Salvador – O Ministério Público da Bahia (MP-BA) ingressou, no início de dezembro, com ação civil pública contra a cantora Claudia Leitte, acusando-a de discriminação religiosa ao alterar repetidamente a letra da música “Caranguejo”. O órgão requer indenização de R$ 2 milhões por dano moral coletivo.
Segundo a promotoria, o verso original que cita a orixá Iemanjá teria sido substituído pela palavra “Yeshua”, referência hebraica a Jesus Cristo, em diversas apresentações desde 2014. A ação é assinada pela promotora Lívia Maria Santana e SantAnna Vaz, da Promotoria de Combate ao Racismo e à Intolerância Religiosa, e pelo coordenador do Núcleo de Defesa dos Direitos Humanos (Nudephac), Alan Cedraz Carneiro Santiago.
Limites da liberdade artística
O MP-BA reconhece o direito constitucional da artista de professar sua fé, mas sustenta que a mudança reiterada de uma obra associada ao patrimônio cultural afro-brasileiro ultrapassa a liberdade artística, principalmente pela projeção nacional da cantora.

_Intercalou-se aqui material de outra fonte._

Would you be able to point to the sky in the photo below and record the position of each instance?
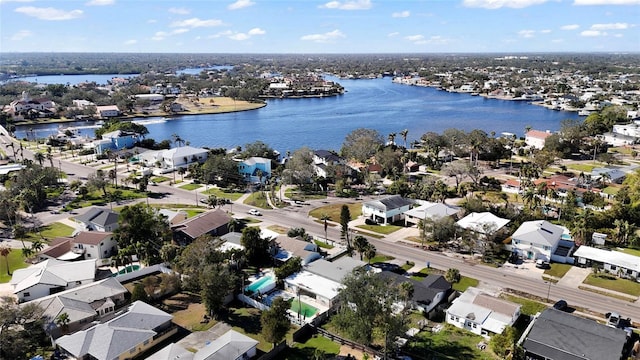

Para a instituição, o ato promove “apagamento simbólico” de religiões historicamente marginalizadas.
Pedidos à Justiça
Além da indenização, a ação requer que a Justiça:
- reconheça o dano moral coletivo;
- determine retratação pública de Claudia Leitte;
- proíba novas alterações em composições consideradas patrimônio cultural afro-baiano;
- imponha obrigação de abstenção de qualquer ato de discriminação religiosa em shows, entrevistas, produções artísticas ou redes sociais;
- conceda tutela antecipada diante da alegada reincidência.
O Instituto de Defesa dos Direitos das Religiões Afro-Brasileiras (Idafro), parte na ação, destaca que o axé music é intrinsecamente ligado às tradições de matriz africana, contexto no qual a cantora construiu sua carreira sem migrar formalmente para o segmento gospel. O processo cita decisões do Supremo Tribunal Federal que reconhecem as religiões afro-brasileiras como patrimônio cultural imaterial, o que, segundo o MP, exige proteção estatal especial.
Repercussão pública
Vídeos que mostram a nova versão da canção ganharam vasta circulação nas redes sociais. Mesmo após a abertura do inquérito, a alteração teria continuado, fator que, para o MP-BA, agravou a situação. Em apresentação durante o Festival Virada Salvador, a cantora afirmou que “racismo é pauta séria” e criticou “julgamentos do tribunal da internet”.
Intolerância religiosa em debate
O caso ocorre em meio a discussões sobre violência contra religiões de matriz africana. Pesquisa divulgada no Seminário Nacional da Rede Nacional de Religiões Afro-Brasileiras e Saúde (Renafro) indicou que 59% das agressões relatadas por 511 terreiros foram atribuídas a evangélicos; 77% dos locais disseram ter sofrido racismo religioso e 74% relataram ameaças ou destruição de espaços sagrados. Apenas 26% conseguiram registrar boletim de ocorrência.
Líderes cristãos se pronunciaram. O pastor Helio Carnassale defendeu respeito mútuo entre crenças, enquanto o pastor Amauri Oliveira alertou contra generalizações, observando diferenças teológicas profundas, mas rejeitando atos de violência.
O processo segue em tramitação na Justiça baiana.